Ceramic (low-fire oxidation; Torogoz painted with yellow, turquoise, dark green, light green, orange, black and white underglaze with clear glaze; coiling technique)
I took my first try at ceramics this year at sf state and i made this huge torogoz !!
i’ve always wanted to see one. up close. i’ve wondered a lot about these birds. sometimes i pick people, places, words, smells, birds. here and there. i obsess and i always feel like there is a secret lying beneath them. just like the number 7. I’m so drawn to it. i need to know everything about how it holds up in different cultures, languages, how it rolls off your tongue. mine too.
The torogoz is the beautiful national bird of El Salvador. and for that reason I decided I wanted to build one. I’ve never visited El Salvador. But i have spent years of my life imagining it through the stories of my grandma and mom. through the stories of the people I’ve met since living in the bay or working with CISPES. And the torogoz is an undeniably beautiful bird. how can you not wonder about them? they are full of wonder.
When creating all of my ceramic pieces this semester I always felt like putting words to the surface. Writing is what has always held me close when i desired something badlyyyyy. If i cannot satiate my desire with actions. I can at the very least try to describe how the feeling is tearing through me. demanding I oblige the call. desire eats me up and my pen is always my witness.
A couple of months ago I was brought an instagram reel. It was about the song “Sombrero Azul”, a cumbia I know well and love endlessly, sang by Salsa Clave. Much like the Torogoz and the number seven “Sombrero Azul” has been hung up in my mind poking and pushing me. I had been feeling for months that there was something more to this song but i never had the time to investigate. So, of course, i was brought an instagram reel. I learned that Sombrero Azul was originally written by Alí Primera, a Venezuelan singer, composer and political activist. He wrote the song in 1981 as a response to the armed violence occurring against the people of El Salvador during the, heavily U.S. backed, Civil war (1979-1992). He sings about the strength of the Salvadoran people. About the brutality of the repression they face. About how one day their happiness, their strength, their colors, how they will wash away the deep sadness brought by the bloodshed of their people. And to the inevitable downfall of the empire that wishes to kill their love for their people and homeland. I watched a live performance of the song at “La Concierto por la paz en Centroamérica” (April of 1983) in La plaza de la Revolución in Managua, la capital de Nicaragua on youtube. i watched and i sobbed. I sobbed thinking about how the people who love me and watch over me. They brought me this moment and this memory so that I may not forget how long this grief has been holding up. How i am a part of their fight, their journey and a conduit for their pain. I felt like they brought this to me to give me hope and remind me of the power of music and art as a tool for resistance. the importance of building and keeping morale as everything intensifies across the globe.

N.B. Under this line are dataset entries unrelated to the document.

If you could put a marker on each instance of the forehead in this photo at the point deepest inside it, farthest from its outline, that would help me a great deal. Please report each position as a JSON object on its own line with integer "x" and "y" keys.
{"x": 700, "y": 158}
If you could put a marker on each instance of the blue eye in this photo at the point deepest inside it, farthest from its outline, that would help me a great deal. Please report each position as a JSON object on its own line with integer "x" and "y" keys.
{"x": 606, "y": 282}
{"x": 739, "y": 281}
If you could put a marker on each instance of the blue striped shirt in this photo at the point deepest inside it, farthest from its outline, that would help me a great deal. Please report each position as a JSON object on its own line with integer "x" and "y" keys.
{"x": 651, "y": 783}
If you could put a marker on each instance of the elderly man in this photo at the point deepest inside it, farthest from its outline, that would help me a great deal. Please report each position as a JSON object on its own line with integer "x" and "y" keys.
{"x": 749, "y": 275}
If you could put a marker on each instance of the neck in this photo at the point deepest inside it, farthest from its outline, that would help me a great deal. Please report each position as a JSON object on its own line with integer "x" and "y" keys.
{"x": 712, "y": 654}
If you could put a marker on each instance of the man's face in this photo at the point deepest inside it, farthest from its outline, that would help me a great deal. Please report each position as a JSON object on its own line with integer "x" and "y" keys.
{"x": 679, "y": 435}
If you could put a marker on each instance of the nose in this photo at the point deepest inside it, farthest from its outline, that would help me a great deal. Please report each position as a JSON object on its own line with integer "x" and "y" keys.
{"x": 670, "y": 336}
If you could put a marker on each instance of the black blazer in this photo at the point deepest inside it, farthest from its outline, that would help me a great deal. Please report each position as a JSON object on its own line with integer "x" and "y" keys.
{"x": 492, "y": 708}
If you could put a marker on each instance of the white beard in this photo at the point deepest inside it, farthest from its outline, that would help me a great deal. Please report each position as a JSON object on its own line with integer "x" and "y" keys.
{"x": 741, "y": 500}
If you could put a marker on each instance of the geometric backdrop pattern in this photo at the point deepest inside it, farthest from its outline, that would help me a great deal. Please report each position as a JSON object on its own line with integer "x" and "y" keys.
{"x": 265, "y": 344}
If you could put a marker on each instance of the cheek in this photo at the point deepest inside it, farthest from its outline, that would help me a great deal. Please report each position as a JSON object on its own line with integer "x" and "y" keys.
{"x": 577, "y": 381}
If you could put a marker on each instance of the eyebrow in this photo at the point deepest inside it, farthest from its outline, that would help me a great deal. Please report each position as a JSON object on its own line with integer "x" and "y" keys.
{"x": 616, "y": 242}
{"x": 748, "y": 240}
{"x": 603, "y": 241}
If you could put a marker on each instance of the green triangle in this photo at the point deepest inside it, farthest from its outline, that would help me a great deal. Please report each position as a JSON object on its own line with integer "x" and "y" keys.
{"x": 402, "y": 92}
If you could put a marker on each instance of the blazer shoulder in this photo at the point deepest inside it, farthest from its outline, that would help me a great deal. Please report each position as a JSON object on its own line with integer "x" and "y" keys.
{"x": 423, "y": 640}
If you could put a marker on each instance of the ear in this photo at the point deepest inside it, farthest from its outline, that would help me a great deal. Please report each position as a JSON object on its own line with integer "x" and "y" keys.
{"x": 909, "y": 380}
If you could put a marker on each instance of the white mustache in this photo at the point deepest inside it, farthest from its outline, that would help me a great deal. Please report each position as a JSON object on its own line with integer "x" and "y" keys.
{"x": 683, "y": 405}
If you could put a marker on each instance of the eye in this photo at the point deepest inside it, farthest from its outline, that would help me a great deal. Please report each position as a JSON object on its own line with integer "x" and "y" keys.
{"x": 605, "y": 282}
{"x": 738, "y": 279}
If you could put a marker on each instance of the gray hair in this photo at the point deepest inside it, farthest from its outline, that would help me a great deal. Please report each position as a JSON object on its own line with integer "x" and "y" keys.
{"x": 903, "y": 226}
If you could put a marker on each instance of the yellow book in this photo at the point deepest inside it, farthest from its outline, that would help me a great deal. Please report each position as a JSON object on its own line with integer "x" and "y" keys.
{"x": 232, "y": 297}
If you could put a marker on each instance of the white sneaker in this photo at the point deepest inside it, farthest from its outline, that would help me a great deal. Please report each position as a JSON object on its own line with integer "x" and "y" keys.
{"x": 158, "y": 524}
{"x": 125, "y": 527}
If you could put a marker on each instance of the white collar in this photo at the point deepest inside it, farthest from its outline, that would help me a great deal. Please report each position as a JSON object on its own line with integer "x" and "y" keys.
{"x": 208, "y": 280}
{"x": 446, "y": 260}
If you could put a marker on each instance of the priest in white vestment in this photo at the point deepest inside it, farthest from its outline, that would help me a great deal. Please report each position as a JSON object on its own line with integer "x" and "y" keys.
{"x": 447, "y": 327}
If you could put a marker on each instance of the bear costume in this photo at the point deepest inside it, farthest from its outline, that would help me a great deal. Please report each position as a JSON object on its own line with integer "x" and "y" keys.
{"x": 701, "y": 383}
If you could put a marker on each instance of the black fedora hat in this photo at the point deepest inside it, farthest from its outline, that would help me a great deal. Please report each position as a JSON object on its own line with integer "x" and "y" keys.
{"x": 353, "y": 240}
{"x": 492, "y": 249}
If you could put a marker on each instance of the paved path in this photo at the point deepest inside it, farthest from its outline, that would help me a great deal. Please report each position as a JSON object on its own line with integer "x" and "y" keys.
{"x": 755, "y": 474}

In this song, both the Primera original and the Salsa Clave cumbia, the lyric
“Y dale salvadoreño, dale
que no hay pajaro pequeño, dale
que despues de alzar el vuelo, dale
always struck my ear to pay so much attention to its call.
I thought “god, this is how you inspire a people.”. This song. that lyric.
So i adorned my Torogoz with these words. Right on her wings where she may take flight. until her land and her people are liberated.
I wish one day to feel what it is to be home in El Salvador. To hold every Salvadoran close and hear their stories and most importantly remember their life, their love, and their flight.
I urge anyone feeling hopeless or
scared or disenfranchised to watch the performance. Read about the concert. To translate the lyrics. watch it and share with me how it made you feel pretty please.
Music is so very powerful because when we as people are held up against a wall we still have our hearts where music and words and colors can touch us the most deeply. Where music can inspire us to act for our community but with confidence and with a purpose, to relieve the pain and heal the loss. This bird has brought me much to dream about but most importantly much to continue flying forward for. I’m trying to will the same for you. All of my people.